For one thing, she’d never actually ridden in one of the fast-but-tiny shuttles she was learning to maintain. To reach the Vance’s orbit around earth, she’d taken a huge craft that held a hundred people. On that shuttle, you didn’t feel in your bones every jolt or shift of direction, you didn’t smell machinery straining, you didn’t grow heavy and sweaty as the shuttle burned through the atmosphere. Light-craft were built for speed and efficiency, not comfort.
For another thing, last month she’d helped replace one of this craft’s Pulsed Detonation Engines, needed for atmospheric flight. Trusting her life to her own inexperienced work was scary. Isolated in her mummy case, she wondered if Paolo McShallin was afraid. Probably not.
The light-craft landed on a graveled roof in the city of Oah-Shode. The moment the door of the shuttle whined open, letting in alien light and air, excitement drove fear from her mind. Anticipation made her clumsy with the switches and straps of her mummy case; Umberto Lopez, a round-faced young man from her group, had to help her get out.
Lopez and two of the other men descended the light-craft’s stairs to the rooftop. Then it was her turn. Tompa watched her foot as she stepped onto an alien planet for the first time, almost expecting it to glow like the special effects in a show. Looking up, she was vaguely aware of green hills surrounding a sea of rooftops all the same height; but mostly, she concentrated on the dozen Shon-Wod-Zees clustered around the light-craft. They were bald, which made them seem old, but at the same time their eyes, twice the size of a human’s, made them look like children.
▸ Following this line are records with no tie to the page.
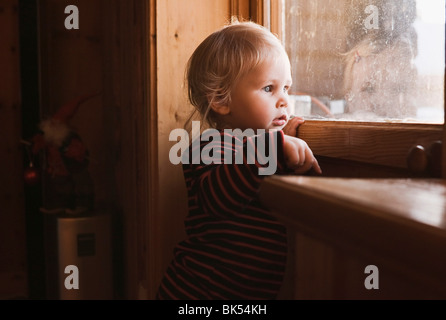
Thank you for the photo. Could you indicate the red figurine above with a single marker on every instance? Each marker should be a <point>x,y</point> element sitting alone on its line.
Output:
<point>68,186</point>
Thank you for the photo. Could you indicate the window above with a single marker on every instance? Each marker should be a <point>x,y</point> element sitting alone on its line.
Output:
<point>366,60</point>
<point>368,77</point>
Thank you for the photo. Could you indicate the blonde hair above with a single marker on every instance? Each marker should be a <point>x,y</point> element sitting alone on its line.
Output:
<point>220,61</point>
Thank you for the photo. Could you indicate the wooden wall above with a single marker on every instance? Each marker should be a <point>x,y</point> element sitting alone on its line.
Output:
<point>13,268</point>
<point>181,26</point>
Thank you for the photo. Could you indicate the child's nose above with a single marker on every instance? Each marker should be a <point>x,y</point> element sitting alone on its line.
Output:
<point>282,102</point>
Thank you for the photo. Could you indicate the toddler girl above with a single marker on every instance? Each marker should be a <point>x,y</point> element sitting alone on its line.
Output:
<point>237,78</point>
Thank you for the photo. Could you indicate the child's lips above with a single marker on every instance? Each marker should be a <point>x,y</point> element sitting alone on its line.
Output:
<point>280,121</point>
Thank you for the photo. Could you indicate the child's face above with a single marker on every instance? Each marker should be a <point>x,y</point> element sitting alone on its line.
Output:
<point>259,100</point>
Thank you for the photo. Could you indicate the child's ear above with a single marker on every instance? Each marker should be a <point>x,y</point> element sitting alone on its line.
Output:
<point>219,107</point>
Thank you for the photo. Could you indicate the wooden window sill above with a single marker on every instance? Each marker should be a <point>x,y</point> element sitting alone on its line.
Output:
<point>398,224</point>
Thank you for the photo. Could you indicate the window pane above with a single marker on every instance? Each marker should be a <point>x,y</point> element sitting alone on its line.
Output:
<point>368,60</point>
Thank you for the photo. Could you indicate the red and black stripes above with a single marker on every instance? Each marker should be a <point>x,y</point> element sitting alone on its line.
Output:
<point>234,248</point>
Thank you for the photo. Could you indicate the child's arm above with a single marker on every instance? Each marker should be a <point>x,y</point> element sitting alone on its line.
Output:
<point>225,189</point>
<point>298,155</point>
<point>292,125</point>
They were small, too, barely reaching her shoulder—and she was so short that they’d almost disqualified her from the Ship’s Ward program even though it wasn’t her flickin’ fault she’d suffered from poor nutrition.
The Shons all looked exactly the same to her.
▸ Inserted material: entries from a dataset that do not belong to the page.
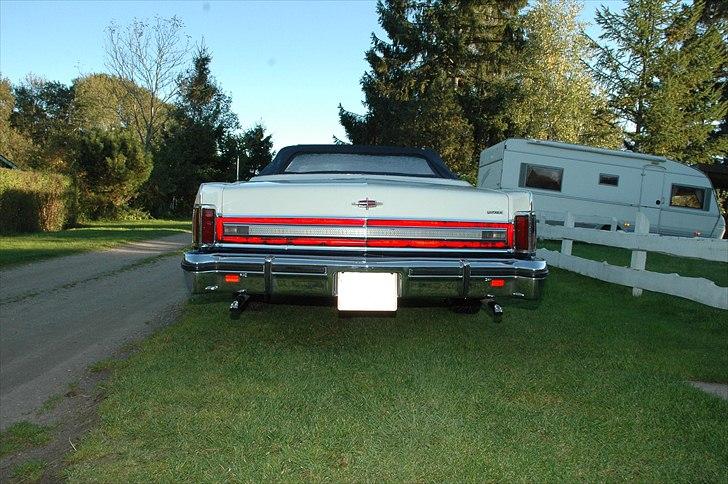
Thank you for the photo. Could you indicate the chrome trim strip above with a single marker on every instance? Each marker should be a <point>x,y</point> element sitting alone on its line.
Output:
<point>265,230</point>
<point>284,248</point>
<point>313,275</point>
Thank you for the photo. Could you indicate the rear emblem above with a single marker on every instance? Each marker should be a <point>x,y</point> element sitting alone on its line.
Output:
<point>367,204</point>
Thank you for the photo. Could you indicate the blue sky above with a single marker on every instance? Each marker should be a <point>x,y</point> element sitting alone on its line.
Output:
<point>287,64</point>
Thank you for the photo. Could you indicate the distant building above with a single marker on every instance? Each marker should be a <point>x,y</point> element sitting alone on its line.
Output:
<point>5,163</point>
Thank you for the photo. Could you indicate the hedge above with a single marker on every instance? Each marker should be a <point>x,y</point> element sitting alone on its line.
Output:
<point>31,201</point>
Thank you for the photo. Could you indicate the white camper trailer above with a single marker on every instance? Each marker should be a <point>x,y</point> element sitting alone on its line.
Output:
<point>599,185</point>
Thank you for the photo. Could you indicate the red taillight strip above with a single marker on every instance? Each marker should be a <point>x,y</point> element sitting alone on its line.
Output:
<point>434,223</point>
<point>349,222</point>
<point>363,242</point>
<point>350,242</point>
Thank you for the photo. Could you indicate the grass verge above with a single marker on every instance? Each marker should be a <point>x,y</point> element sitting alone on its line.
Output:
<point>590,386</point>
<point>656,262</point>
<point>23,435</point>
<point>23,248</point>
<point>29,471</point>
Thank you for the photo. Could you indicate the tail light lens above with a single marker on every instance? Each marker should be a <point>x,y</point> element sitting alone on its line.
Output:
<point>207,226</point>
<point>203,226</point>
<point>525,228</point>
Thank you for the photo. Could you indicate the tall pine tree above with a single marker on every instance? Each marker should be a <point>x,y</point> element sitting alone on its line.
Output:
<point>557,97</point>
<point>192,150</point>
<point>437,79</point>
<point>661,65</point>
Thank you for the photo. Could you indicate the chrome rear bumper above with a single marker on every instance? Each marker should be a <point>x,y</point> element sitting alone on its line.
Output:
<point>316,276</point>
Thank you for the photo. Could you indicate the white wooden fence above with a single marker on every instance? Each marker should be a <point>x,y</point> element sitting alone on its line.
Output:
<point>639,242</point>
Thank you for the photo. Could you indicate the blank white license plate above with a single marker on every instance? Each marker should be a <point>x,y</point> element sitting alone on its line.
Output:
<point>367,291</point>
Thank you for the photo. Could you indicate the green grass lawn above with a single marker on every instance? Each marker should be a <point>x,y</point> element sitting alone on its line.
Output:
<point>589,386</point>
<point>656,262</point>
<point>24,248</point>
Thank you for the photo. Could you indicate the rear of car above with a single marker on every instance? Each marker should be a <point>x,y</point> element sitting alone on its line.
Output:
<point>367,238</point>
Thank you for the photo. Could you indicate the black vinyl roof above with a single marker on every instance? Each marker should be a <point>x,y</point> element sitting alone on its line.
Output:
<point>287,154</point>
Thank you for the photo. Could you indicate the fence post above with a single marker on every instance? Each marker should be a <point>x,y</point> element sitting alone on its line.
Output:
<point>639,257</point>
<point>566,244</point>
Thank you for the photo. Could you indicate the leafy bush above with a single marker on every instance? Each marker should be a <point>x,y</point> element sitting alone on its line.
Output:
<point>113,166</point>
<point>31,201</point>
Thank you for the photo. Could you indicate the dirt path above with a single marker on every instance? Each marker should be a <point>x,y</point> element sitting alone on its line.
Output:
<point>61,315</point>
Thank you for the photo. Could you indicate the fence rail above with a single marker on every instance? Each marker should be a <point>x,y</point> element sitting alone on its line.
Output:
<point>697,289</point>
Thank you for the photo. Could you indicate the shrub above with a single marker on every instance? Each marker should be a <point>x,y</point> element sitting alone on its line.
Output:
<point>31,201</point>
<point>113,167</point>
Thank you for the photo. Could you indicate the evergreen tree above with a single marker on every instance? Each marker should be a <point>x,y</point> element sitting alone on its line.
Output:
<point>435,79</point>
<point>661,66</point>
<point>557,97</point>
<point>251,150</point>
<point>13,144</point>
<point>44,114</point>
<point>192,150</point>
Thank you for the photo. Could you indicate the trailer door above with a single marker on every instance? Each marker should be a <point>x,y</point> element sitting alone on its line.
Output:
<point>651,196</point>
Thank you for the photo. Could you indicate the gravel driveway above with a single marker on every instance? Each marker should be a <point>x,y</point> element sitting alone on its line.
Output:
<point>59,316</point>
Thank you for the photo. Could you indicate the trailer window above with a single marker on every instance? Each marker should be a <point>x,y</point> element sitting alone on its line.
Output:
<point>544,177</point>
<point>689,197</point>
<point>605,179</point>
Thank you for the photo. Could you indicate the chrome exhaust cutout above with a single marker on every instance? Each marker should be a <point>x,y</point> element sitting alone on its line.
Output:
<point>239,304</point>
<point>495,310</point>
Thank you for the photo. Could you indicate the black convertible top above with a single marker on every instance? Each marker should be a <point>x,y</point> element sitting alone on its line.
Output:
<point>287,154</point>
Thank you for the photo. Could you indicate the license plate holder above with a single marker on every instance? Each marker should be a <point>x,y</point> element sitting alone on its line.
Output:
<point>366,291</point>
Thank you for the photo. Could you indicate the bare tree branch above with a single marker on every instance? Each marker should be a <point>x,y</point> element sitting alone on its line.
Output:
<point>147,58</point>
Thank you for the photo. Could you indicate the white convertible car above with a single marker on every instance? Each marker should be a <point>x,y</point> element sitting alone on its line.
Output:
<point>366,225</point>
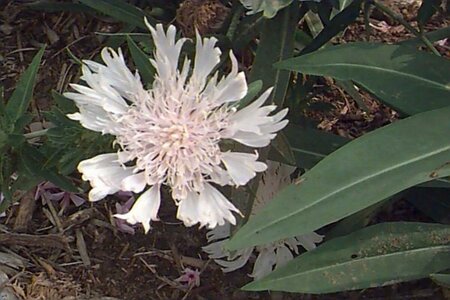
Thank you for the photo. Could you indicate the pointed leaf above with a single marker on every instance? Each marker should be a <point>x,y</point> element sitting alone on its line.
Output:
<point>382,69</point>
<point>268,7</point>
<point>142,61</point>
<point>34,163</point>
<point>357,175</point>
<point>121,11</point>
<point>20,99</point>
<point>374,256</point>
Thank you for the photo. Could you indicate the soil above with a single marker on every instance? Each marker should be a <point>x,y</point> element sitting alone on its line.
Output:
<point>97,261</point>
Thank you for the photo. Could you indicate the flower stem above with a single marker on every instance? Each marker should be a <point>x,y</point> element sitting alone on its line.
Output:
<point>408,26</point>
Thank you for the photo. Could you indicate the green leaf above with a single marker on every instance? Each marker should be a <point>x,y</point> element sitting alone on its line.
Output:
<point>427,10</point>
<point>34,162</point>
<point>142,61</point>
<point>443,279</point>
<point>121,11</point>
<point>268,7</point>
<point>65,104</point>
<point>335,26</point>
<point>406,79</point>
<point>253,90</point>
<point>433,202</point>
<point>310,146</point>
<point>357,175</point>
<point>375,256</point>
<point>281,150</point>
<point>433,36</point>
<point>20,99</point>
<point>276,43</point>
<point>52,6</point>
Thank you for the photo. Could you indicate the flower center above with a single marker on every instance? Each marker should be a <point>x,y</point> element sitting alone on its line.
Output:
<point>176,138</point>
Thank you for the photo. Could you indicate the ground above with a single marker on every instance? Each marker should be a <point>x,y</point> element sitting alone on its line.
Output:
<point>79,254</point>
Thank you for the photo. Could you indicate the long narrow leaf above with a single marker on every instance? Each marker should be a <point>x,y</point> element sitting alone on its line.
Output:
<point>142,61</point>
<point>375,256</point>
<point>424,78</point>
<point>357,175</point>
<point>21,97</point>
<point>120,10</point>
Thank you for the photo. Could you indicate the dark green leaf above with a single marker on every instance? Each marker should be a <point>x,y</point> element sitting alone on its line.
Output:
<point>276,43</point>
<point>375,256</point>
<point>406,79</point>
<point>65,104</point>
<point>34,162</point>
<point>335,26</point>
<point>357,175</point>
<point>18,103</point>
<point>269,7</point>
<point>433,202</point>
<point>142,62</point>
<point>253,90</point>
<point>433,36</point>
<point>427,10</point>
<point>121,11</point>
<point>53,6</point>
<point>311,145</point>
<point>443,279</point>
<point>281,150</point>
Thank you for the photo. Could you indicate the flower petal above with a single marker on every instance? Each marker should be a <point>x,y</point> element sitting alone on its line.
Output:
<point>134,183</point>
<point>242,166</point>
<point>144,209</point>
<point>104,173</point>
<point>208,208</point>
<point>231,88</point>
<point>167,52</point>
<point>252,125</point>
<point>207,56</point>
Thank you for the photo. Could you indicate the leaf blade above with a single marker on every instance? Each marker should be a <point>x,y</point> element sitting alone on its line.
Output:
<point>381,69</point>
<point>350,178</point>
<point>21,97</point>
<point>374,256</point>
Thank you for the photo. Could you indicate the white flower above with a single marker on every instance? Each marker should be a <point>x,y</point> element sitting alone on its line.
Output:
<point>272,255</point>
<point>172,133</point>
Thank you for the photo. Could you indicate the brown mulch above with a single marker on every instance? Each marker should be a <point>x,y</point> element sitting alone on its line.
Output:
<point>80,254</point>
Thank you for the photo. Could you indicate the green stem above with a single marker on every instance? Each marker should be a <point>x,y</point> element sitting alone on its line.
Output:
<point>35,134</point>
<point>408,26</point>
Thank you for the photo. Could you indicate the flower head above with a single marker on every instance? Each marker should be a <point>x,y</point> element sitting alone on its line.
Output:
<point>173,133</point>
<point>271,255</point>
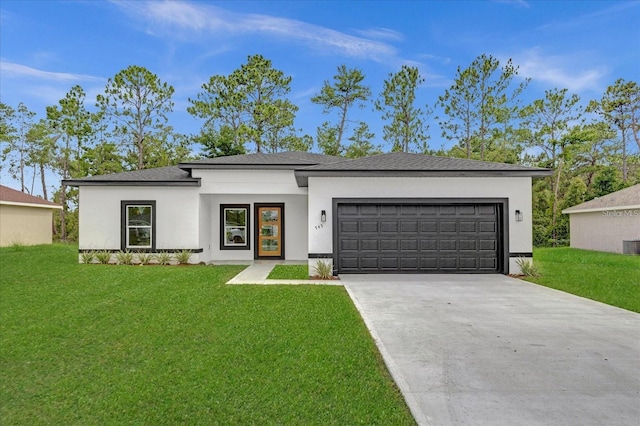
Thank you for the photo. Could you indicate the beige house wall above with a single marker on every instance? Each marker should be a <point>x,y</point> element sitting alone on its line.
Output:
<point>604,230</point>
<point>25,225</point>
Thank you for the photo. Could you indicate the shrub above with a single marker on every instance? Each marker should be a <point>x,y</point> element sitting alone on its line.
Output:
<point>163,258</point>
<point>124,257</point>
<point>103,256</point>
<point>145,258</point>
<point>323,269</point>
<point>527,267</point>
<point>183,256</point>
<point>87,257</point>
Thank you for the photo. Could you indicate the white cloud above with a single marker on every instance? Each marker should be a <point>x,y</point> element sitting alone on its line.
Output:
<point>11,69</point>
<point>381,34</point>
<point>192,21</point>
<point>570,72</point>
<point>518,3</point>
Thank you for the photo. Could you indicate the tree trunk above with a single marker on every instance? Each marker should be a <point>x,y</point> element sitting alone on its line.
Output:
<point>44,185</point>
<point>554,212</point>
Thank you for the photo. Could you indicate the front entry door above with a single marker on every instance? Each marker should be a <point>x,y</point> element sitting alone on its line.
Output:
<point>269,230</point>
A Shon stepped forward. When it spoke in a voice that combined the squawks of a parrot with the trilling bleats of a lamb, she jumped, then giggled. McShallin, who had the group’s only translator, responded—something about not having weapons—and Tompa realized that her mind was so swamped by strangeness that details didn’t stick. Everything was a delightful blur.
She grinned as she walked across the gravel to a hole in the roof where a narrow ladder with closely spaced steps led down into the building. They went through a maze of tunnel-like halls with low ceilings that forced the men to walk hunched over. They were polite and watched that she kept with them, but spoke little to her—which was just how she wanted it.
Eventually, they emerged onto a dark, crowded pedestrian walkway that was roofed by a road traveled by infrequent but noisy vehicles. As the group plunged into the crowds on the walkway, Tompa studied the Shons, struggling to grasp more about them. They had pear-shaped bodies with wide hips and heads that tapered from the shoulders without pausing for a neck; folds of skin marked the neck joint. Their lack of hair, along with the freckled, greenish tinge to their skin, reinforced the resemblance to pears. Talking pears, that is, whose supple faces displayed a confusing array of expressions that were almost, but not quite, comprehensible.
Once Tompa made the comparison to pears, the aliens seemed to click into place for her. She began noticing that they didn’t all look the same. For one thing, the Shons on the streets were clothed in a wide variety of colors and styles. Some were fatter than others and some were taller—though none were as tall as she was. How marvelous to be able to see over a crowd!
After a while, she realized that only one of the Shons accompanying the humans had a translator in its ear. The other Shons, stern and silent, acted more like guards than guides. McShallin repeated to the group what the guide told him, but the translator machine didn’t seem to render the Shon language very well. He often reverted in frustration to Portuguese laced with English, and when he did that, Tompa understood almost nothing. Even when he stuck to English, his explanations were halting and, all too often, not very enlightening.
For example, as they walked through a small, dark clump of trees, McShallin announced that this was the Shon equivalent of a city park. When he started to repeat the names and origins of the trees and dense shrubbery, however, he quickly gave up.
All the while, from behind lacy, musty fronds, Shons stood motionless and silent, peering at them with their huge, grey eyes.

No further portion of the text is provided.